Buying By-Elections In Malaysia

Merlimau and Kerdau vote this Sunday in their respective by-elections. These will probably be the last by-elections before the General Election is called. And BN is going all out to ensure they win with big margins.

The logic is simple. Winning big in these by-elections will, BN believes, give it a crucial momentum going forward. And so, they use every tactic and measure possible to win every vote.
Including, in Kerdau, gangsterism and violence in the form of nails sprinkled on the road to opposition ceramahs.
And objects, including stones, thrown at Mr.Anwar Ibrahim's car.
In Merlimau, they unleash discredited defamers to spread yet more calumnious lies, and who are so distasteful to us that we will not stain our post with their names.
Most of all, they use money.
Lots of it.

BN parties build sumptuous Bilik Gerakans, sometimes barely used. As do those 'parties' who support the BN from outside and are, no doubt, well compensated.
While the Oppsition struggles with bare huts by comparison. Or, in some areas, has no Bilik Gerakans at all.

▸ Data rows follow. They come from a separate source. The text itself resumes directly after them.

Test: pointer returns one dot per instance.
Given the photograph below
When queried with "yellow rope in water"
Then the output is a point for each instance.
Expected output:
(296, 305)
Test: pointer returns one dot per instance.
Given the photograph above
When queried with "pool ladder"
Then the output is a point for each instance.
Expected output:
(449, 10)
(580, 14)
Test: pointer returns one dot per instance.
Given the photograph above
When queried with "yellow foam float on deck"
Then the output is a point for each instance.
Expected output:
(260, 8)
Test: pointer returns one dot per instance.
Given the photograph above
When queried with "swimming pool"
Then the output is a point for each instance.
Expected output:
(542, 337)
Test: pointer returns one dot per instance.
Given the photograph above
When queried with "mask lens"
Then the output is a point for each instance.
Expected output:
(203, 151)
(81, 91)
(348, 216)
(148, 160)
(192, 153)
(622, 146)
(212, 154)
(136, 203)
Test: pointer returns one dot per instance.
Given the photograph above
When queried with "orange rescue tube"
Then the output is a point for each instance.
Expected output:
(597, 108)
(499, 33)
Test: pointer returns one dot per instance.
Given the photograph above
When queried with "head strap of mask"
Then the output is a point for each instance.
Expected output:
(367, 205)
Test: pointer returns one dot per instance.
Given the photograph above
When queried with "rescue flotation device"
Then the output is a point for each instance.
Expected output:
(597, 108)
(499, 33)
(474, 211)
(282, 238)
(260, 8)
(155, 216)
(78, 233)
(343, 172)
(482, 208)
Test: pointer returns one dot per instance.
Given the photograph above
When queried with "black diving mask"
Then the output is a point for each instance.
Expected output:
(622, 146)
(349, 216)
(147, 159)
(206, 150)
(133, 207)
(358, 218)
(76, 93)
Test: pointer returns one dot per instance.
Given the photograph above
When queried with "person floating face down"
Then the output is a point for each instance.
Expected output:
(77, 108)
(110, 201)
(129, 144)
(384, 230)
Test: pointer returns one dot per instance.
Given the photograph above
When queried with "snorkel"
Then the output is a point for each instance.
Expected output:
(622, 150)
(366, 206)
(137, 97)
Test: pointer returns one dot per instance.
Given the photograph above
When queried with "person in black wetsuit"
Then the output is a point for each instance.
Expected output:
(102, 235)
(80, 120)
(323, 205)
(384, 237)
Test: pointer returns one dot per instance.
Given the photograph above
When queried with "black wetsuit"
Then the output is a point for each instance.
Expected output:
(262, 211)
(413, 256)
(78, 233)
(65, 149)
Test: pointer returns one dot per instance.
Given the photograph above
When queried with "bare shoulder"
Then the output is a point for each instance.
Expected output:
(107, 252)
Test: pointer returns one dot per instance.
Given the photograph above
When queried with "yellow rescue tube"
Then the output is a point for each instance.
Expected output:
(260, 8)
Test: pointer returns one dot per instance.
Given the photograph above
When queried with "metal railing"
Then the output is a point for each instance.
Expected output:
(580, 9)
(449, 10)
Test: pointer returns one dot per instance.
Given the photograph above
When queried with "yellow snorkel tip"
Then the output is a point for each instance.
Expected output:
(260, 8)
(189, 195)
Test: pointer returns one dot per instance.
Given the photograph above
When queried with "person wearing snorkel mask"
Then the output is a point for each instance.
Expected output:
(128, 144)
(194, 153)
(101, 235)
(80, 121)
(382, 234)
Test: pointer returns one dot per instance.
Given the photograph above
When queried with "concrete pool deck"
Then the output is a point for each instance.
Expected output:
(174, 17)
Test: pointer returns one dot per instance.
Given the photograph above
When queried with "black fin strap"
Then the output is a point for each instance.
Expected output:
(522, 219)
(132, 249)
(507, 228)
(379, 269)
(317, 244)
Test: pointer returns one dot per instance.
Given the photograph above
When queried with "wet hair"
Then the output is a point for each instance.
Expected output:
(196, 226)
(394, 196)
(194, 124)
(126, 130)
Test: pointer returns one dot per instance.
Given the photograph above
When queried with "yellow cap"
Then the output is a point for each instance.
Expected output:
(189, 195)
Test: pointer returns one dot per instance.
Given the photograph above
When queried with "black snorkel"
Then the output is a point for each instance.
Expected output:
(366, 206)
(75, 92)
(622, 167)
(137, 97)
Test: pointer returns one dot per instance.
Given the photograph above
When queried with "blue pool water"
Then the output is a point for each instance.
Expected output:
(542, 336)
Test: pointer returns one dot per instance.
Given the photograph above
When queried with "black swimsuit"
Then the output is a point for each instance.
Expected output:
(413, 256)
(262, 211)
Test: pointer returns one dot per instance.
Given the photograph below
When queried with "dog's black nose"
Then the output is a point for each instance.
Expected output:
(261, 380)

The 1Malaysia "NGO", taking as their name Mr.Najib's discredited slogan, organises feasts and banquets and karaoke contests which would bankrupt Tonga, yet claim to have nothing to do with anybody. BN politicians, including the two-timing Mr.Chua Soi Lek, claim to have no connection to them. Their stunning strategy in Merlimau, as it was in Tenang, appears to be to entertain the Chinese out of their votes. The Chinese electorate declined to give up their vote for such frivoulous reasons in Tenang, but the "NGO", undeterred, is giving it another shot in Merlimau.

All this will, of course, work on some. While turning off others. BN particularly struggles with the Chinese Vote, which it seems, mostly cannot be bought. Unless you're in Singapore.

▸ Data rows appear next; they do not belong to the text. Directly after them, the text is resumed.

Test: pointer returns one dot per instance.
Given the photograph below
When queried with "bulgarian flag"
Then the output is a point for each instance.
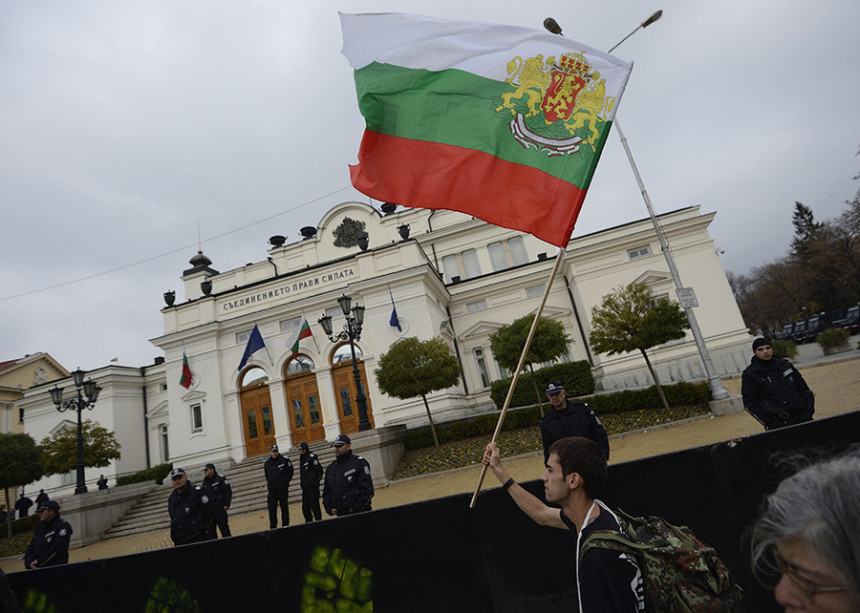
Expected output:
(500, 122)
(185, 379)
(304, 331)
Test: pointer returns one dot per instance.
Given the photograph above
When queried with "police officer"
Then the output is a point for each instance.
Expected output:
(569, 418)
(348, 487)
(185, 507)
(279, 472)
(220, 494)
(310, 473)
(50, 544)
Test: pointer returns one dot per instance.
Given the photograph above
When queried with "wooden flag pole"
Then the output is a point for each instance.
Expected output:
(519, 369)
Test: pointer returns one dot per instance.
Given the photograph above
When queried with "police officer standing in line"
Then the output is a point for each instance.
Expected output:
(185, 507)
(569, 418)
(50, 544)
(220, 494)
(279, 472)
(348, 487)
(22, 505)
(310, 473)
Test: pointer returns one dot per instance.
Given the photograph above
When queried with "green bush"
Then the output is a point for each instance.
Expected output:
(832, 338)
(678, 394)
(155, 473)
(576, 378)
(784, 348)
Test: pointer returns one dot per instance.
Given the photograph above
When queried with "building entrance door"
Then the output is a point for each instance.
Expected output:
(345, 393)
(256, 415)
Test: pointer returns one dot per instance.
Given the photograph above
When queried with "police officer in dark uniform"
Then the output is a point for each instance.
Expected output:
(220, 494)
(348, 487)
(50, 544)
(773, 390)
(310, 472)
(279, 472)
(185, 507)
(569, 418)
(22, 505)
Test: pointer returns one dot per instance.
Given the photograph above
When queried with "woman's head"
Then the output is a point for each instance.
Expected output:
(810, 532)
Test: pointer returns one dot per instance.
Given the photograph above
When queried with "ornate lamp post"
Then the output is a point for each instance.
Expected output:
(91, 391)
(351, 332)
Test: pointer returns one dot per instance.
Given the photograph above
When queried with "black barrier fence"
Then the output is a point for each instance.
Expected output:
(440, 555)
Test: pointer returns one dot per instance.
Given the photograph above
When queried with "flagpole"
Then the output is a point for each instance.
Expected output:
(519, 369)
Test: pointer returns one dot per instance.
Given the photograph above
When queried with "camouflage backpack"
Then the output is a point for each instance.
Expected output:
(681, 574)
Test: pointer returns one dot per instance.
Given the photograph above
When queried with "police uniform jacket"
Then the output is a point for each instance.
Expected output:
(279, 471)
(310, 470)
(218, 489)
(773, 388)
(186, 514)
(348, 486)
(50, 544)
(576, 419)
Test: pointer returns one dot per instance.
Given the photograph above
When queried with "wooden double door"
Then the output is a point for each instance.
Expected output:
(304, 408)
(257, 420)
(345, 394)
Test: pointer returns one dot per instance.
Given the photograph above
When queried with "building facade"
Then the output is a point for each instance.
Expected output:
(447, 274)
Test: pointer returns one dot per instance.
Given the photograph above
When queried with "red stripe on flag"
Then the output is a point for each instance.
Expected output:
(436, 176)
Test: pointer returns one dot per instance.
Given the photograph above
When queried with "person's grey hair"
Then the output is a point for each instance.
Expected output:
(820, 505)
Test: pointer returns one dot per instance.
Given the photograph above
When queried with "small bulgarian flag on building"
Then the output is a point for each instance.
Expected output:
(186, 379)
(304, 331)
(501, 122)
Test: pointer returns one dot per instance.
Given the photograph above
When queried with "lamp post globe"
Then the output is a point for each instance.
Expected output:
(351, 332)
(86, 395)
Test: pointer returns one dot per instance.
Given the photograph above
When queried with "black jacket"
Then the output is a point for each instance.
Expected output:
(218, 489)
(776, 393)
(310, 470)
(279, 472)
(50, 544)
(186, 514)
(576, 419)
(348, 487)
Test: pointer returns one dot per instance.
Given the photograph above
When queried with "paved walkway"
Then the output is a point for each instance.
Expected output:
(835, 381)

A walk through Taman Muhibbah in Merlimau provides startling revelations.
The Chinese houses have no BN flags displayed.
While almost every Indian household seems to have a BN flag stuck outside. They are paid, we are told, a RM100 'advertising' fee.
And its RM200 per head for votes. For the lucky household with 3 voters, a RM600 windfall. For a struggling family, a tidy sum indeed.
They are not urban voters, who will immediately question the source of such largesse.

We will not bother to predict how the results will turn out.

But we sense that, despite all their ugly tactics, BN will find the margins less than what they had hoped for.